De ce point de vue, l’histoire du mouvement ouvrier n’incite certes pas à l’optimisme. S’appuyant sur les nombreux traits positivistes de la pensée de Marx, la vulgate marxiste – socialiste et communiste – a fait bloc avec le productivisme. La croissance des forces productives devait aboutir à la société d’abondance où l’homme jouirait de la liberté en laissant le travail nécessaire aux machines. La fragilité de la nature était négligée. Même si la Confédération syndicale internationale proclame aujourd’hui qu’« il n’y aura pas d’emplois sur une planète morte », en pratique, dans les secteurs polluants, les syndicats défendent encore trop souvent l’emploi contre la vie.

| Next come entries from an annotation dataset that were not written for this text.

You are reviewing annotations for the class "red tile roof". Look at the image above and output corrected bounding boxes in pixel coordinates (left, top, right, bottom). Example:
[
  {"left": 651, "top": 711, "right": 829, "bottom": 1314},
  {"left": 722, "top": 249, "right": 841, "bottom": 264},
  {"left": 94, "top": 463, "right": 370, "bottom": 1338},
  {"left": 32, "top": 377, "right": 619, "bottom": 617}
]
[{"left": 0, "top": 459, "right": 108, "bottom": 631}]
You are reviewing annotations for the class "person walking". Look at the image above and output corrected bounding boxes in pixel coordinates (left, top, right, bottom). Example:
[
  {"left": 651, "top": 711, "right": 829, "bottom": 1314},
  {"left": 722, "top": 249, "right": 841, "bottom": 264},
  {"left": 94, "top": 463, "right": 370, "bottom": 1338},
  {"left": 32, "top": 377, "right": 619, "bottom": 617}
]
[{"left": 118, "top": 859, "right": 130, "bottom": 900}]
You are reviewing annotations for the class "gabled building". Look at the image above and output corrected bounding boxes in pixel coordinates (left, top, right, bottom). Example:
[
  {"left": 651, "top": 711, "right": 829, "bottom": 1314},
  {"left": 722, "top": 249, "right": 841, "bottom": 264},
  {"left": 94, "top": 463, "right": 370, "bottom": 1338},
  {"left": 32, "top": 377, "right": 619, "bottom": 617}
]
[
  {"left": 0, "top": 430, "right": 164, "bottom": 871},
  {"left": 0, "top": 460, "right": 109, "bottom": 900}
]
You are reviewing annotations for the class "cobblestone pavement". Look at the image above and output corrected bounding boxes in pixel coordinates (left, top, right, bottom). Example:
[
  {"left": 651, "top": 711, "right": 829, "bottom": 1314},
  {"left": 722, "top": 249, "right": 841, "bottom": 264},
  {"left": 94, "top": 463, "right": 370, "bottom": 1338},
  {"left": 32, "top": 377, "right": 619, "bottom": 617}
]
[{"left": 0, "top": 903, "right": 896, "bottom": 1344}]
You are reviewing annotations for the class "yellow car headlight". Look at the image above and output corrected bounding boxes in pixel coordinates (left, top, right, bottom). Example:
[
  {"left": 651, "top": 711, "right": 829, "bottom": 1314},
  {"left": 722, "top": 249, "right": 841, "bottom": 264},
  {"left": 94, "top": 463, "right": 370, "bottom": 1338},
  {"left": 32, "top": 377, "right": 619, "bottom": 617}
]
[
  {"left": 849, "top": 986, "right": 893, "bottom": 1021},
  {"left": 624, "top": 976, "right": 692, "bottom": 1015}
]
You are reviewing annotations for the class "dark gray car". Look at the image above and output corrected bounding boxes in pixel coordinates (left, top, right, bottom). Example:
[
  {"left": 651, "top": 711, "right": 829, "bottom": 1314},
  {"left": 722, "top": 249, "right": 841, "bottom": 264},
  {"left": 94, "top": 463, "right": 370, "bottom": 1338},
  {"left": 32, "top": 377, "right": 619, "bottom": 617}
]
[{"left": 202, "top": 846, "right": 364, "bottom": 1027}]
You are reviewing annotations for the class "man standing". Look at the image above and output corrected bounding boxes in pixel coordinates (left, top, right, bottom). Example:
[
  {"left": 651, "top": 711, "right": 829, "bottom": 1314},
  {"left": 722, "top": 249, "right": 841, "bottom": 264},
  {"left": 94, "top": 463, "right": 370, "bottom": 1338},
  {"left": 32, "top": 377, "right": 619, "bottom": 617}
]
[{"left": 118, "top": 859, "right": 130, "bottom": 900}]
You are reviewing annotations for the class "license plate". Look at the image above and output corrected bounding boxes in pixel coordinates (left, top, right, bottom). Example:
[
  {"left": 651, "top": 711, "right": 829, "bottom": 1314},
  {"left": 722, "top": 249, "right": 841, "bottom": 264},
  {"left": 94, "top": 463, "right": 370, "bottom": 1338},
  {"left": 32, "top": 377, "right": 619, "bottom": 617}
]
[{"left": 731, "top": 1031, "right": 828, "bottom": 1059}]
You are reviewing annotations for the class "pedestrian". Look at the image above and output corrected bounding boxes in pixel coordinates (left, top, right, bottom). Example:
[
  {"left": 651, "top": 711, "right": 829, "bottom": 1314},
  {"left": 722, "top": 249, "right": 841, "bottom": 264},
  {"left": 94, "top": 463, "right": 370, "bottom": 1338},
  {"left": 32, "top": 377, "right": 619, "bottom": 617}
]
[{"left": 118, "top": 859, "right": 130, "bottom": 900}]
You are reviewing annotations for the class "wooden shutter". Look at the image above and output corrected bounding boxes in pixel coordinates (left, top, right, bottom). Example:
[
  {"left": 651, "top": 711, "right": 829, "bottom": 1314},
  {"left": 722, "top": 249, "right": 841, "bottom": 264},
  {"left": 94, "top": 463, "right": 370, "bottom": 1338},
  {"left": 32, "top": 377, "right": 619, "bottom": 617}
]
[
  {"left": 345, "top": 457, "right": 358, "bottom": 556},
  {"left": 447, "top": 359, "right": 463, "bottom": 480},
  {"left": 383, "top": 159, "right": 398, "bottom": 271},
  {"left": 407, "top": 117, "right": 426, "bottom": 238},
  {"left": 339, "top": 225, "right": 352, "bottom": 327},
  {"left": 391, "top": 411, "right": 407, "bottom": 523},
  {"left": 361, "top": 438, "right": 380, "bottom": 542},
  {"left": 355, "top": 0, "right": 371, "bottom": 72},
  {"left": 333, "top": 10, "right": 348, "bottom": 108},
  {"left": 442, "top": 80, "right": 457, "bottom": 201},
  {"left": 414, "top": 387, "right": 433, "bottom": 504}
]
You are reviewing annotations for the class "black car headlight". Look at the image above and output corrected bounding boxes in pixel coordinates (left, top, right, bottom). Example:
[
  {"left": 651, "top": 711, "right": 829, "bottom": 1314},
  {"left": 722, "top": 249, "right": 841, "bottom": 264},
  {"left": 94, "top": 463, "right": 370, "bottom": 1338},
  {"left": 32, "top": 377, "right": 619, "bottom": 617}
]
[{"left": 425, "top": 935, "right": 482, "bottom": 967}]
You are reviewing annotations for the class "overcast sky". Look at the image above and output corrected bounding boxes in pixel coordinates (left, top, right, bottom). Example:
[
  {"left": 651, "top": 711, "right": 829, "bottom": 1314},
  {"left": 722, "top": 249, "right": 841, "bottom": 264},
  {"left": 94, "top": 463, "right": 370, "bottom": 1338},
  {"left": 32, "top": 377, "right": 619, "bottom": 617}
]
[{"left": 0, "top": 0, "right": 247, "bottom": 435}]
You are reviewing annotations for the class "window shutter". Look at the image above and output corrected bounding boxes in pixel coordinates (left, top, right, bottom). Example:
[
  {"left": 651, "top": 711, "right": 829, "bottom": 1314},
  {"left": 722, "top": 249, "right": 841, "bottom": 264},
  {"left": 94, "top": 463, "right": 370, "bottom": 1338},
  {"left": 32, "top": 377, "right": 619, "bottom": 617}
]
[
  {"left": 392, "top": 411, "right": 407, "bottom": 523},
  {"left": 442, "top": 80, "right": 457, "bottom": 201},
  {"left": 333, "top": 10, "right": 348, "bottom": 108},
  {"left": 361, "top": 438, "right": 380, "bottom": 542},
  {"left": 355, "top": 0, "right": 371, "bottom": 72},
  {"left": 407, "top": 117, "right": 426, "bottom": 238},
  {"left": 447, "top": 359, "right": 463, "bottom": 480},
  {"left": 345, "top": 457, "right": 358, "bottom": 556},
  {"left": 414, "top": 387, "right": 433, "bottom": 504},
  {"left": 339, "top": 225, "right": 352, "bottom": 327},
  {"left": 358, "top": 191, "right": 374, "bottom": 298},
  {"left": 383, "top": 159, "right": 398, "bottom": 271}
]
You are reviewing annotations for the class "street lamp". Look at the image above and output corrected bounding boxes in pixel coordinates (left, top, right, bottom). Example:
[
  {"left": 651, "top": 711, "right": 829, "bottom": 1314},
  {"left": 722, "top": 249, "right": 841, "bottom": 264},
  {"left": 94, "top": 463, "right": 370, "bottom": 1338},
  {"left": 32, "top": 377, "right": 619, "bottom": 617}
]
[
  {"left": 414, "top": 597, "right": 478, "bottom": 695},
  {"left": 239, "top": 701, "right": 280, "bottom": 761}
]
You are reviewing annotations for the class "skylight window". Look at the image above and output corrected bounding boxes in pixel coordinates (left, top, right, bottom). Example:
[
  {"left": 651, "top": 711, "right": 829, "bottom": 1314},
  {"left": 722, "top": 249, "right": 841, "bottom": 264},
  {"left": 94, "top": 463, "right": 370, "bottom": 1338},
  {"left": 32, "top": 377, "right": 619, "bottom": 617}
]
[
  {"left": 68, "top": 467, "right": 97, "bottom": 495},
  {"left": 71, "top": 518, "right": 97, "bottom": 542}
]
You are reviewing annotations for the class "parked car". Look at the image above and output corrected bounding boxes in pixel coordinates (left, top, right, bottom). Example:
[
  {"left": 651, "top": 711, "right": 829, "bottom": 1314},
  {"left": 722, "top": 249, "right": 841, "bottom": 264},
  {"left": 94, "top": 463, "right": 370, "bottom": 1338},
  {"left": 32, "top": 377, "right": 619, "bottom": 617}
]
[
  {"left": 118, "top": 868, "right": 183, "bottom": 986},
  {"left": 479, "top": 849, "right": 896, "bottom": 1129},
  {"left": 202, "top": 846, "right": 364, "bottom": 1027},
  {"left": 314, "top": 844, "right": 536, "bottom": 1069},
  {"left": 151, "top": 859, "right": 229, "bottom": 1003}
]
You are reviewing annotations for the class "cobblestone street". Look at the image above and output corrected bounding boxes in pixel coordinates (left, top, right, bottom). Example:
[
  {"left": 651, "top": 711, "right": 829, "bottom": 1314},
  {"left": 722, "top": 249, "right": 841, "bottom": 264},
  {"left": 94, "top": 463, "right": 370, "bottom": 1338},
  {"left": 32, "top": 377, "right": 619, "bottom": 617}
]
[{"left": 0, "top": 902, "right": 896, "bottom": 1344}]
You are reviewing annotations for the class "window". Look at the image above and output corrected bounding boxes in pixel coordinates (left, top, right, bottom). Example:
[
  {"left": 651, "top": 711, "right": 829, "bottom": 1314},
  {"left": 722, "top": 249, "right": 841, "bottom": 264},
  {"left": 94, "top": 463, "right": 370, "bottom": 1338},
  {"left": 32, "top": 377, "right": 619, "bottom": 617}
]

Serge Audier, dans son travail monumental sur l’histoire de la pensée écologique2, prouve brillamment que ce choix productiviste de la gauche n’a été ni unanime, ni inéluctable. Avec une méthode d’exposition alliant paradoxalement érudition, rigueur et ferveur, il éclaire les sources d’une pensée émancipatrice pleinement écologique. Il démontre non seulement que la pensée socialiste n’a pas été uniformément productiviste, mais qu’elle seule – surtout dans sa veine libertaire – a su formuler une perspective authentiquement écologique au sens où elle tire toutes les conséquences d’une affirmation décisive : la prédation de la nature par l’homme a partie liée avec l’oppression d’humains par d’autres humains. Et donc, « la création d’une nouvelle société de libres et égaux, c’est-à-dire d’une société ouverte, passe ipso facto par une relation harmonieuse avec la nature – et réciproquement » (Audier, I, p. 331). Les fleurs de l’écologie sociale et de l’écoféminisme3 qui s’épanouissent aujourd’hui ont leurs racines dans un terreau dont Audier nous restitue toute la richesse.
Naturellement, la question du travail n’est pas au centre de son propos : le féminisme, le colonialisme, la cause animale, l’urbanisme, la protection de l’environnement, la croissance économique, l’éducation, la science, l’esthétique… aucun domaine ou presque n’échappe à son impressionnante enquête sur la généalogie de la pensée écologique et de ses ennemis. Et si la destruction écologique est liée aux oppressions sociales, celles-ci ne se limitent pas à l’antagonisme capital- travail. Je me focaliserai pourtant ici sur ce lien, trop peu exploré, entre politique du travail et visée écologique.
Le marxisme : productiviste ou éco-socialiste ?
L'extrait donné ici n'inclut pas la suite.